Cela signifie que sans enfants notre vie serait fade, morne et ennuyeuse.

Les enfants ont toujours existé et ils existeront toujours.

C’est une étape, un passage vers l’âge adulte.

On ne reste pas enfant, heureusement, ou malheureusement pour certains adultes en manque de légitimité.

La vie se passe ainsi, l’enfant naît en pleurant de douleur lorsque le premier air lui brûle les poumons, puis grandit et évolue.

Il acquiert de l’indépendance, et la courbe évolutive stagne le temps nécessaire pour accomplir une vie en tentant d’éviter les écueils et les souffrances, à la recherche du bonheur.

La régression physique et mentale, dans un sens ou dans l’autre, voire en même temps, amène le stade de la vieillesse.

Enfin l’enfant devenu vieux pleure une dernière fois avant de mourir, surtout si les regrets sont là, témoins d’une vie normale en fin de compte.

Mais évoquons les différents stades de la vie d’un enfant.

La naissance est le premier stade, le lancement dans la vie.

Elle est le résultat de l’alchimie biologique entre un homme et une femme.

Elle est marquée d’un cadeau obligatoire et antagoniste, indissociable du contrat offert par dame Nature. La mort est livrée, mais sait se faire discrète.

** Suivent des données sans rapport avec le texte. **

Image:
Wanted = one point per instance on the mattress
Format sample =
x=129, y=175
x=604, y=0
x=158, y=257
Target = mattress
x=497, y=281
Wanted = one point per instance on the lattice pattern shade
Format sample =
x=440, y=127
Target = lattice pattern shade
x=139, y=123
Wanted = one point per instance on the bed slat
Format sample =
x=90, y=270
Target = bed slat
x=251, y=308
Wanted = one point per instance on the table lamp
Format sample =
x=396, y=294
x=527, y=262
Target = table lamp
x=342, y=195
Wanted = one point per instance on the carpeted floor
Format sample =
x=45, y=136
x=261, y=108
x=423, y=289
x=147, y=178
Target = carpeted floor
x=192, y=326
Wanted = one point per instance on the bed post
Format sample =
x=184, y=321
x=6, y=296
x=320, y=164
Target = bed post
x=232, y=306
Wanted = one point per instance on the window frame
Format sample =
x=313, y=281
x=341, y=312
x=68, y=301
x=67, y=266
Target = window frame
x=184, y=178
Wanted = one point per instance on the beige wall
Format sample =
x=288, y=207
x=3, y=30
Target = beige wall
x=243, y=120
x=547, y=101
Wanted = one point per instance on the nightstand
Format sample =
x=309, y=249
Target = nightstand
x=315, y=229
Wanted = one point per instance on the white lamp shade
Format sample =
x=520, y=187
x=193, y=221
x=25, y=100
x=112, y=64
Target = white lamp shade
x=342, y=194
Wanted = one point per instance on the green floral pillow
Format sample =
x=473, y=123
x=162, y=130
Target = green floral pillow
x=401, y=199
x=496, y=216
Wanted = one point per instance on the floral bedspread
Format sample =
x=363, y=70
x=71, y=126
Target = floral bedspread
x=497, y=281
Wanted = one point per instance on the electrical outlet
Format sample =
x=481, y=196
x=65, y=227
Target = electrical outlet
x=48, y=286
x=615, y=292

Les enfants – que nous sommes tous finalement – représentent la vie sur notre vieille Terre.

Sans ce premier stade de naissance, l’extinction de la race humaine devient le lien de causalité

L’homme par simplification procrée donc, afin d’avoir une descendance, une succession.

Longtemps les enfants étaient d’intérêt différent ; le fils était considéré comme un cadeau, capable de combattre pour ses terres, de faire respecter la loi et de nourrir sa famille.

La fille se révélait utile pour aider à la maison, et avec un peu de chance on pourrait la marier à un parti intéressant.

Les gens avaient à l’origine des temps beaucoup d’enfants, non par choix ou par amour, mais pour préserver un minimum de survivants, capables de résister ou d’échapper à la maladie, aux mauvaises conditions de vie, et aussi d’éviter les attaques d’animaux sauvages.

Il n’était pas rare qu’un enfant atteigne l’âge adulte après qu’il ait perdu 7 ou 8 frères ou sœurs.

Aujourd’hui tout est différent. Les moyens de contraceptions et les contraintes de vie ont bouleversé le cycle des naissances.

Bien sûr les gens s’adaptent et naturellement tiennent compte de la situation.

D’ailleurs au lendemain de la grande guerre on a pu assister au baby-boom, tentant de repeupler les pays décimés par l’anéantissement de populations en raison de leur culture ou de leur religion, par la fin de vie atroce de centaines de milliers de soldats contraints de se battre entre frères ennemis.

Mais revenons aux enfants, finalement la source de la vie et le seul moyen de perpétrer le maintien de la vie terrestre.

Passons au deuxième stade de cet exposé. L’enfant est né, il entre dans la phase du bébé.

Un bébé pendant longtemps, qui torture ses parents - involontairement certes - car son expression ne se limite qu’à des pleurs. Il pleure car il a froid, car il a trop chaud, car il a faim, car il souffre, car il est sale…

Les parents, ne déchiffrant pas ce mode de communication préhistorique, ne peuvent que tâtonner et tenter de trouver la bonne raison aux pleurs de leur rejeton, de façon urgente, sous peine de hurlements redoublés de leur progéniture.

Enfin les premières routines s’installent, par la connaissance des rythmes de son enfant. Il mange toutes les quatre heures, donc logiquement s’il pleure avant ce n’est pas ça.

On se croit fort alors, on est de bons parents. On déduit que son enfant doit être changé car ses pleurs et les odeurs de ses émanations digestives ne peuvent être dues qu’au petit pot à la Carotte Saumon Epinards qu’on a réussi à lui faire ingérer au dernier repas…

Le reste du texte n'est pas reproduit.